B7-H3 inhibits apoptosis of gastric cancer cell by interacting with Fibronectin

Anti-apoptosis has been widely accepted as a hallmark of malignancy. B7-H3, a type I transmembrane protein, plays a key role in anti-apoptosis and immune escape, but its regulation during cancer development remains unclear.
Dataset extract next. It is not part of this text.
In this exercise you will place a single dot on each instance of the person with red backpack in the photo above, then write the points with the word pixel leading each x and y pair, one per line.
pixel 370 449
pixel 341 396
To investigate how the effect of anti-apoptosis is regulated by B7-H3 in gastric cancer, we stably knocked down B7-H3 gene by shRNA in MGC-803 and MKN-45 cells. The correlation between B7-H3 and Fibronectin (FN) expression were investigated by bioinformatics in public data from TCGA (The Cancer Genome Atlas). Here, we reported that B7-H3 expression is positively correlated with FN in clinical gastric cancer samples, and B7-H3 promoted adhesion and inhibited apoptosis of gastric cancer cell through an FN-dependent pathway. Mechanistically, B7-H3 interacted with FN and subsequently activated PI3K/AKT signaling pathway, a critical mediator of oncogenic signaling. In addition, exogenous FN could inhibit the expression of pro-apoptosis-related proteins such as Caspase 3, Caspase 8, Caspase 9, Box , p53, Apaf-1 and Cleaved PARP, and upregulated the levels of signal molecule p-PI3K, p-AKT and anti-apoptotic proteins Bcl-2 in B7-H3(h)(igh) group, as compared with those in B7-H3(low) group. In conclusion, we here for the first time revealed that B7-H3 inhibits apoptosis of gastric cancer cell through regulation of FN-mediated PI3K/AKT signaling pathways.

Automated summary

In this study, it was found that B7-H3 inhibits the apoptosis of gastric cancer cells through the regulation of the FN-mediated PI3K/AKT signaling pathway.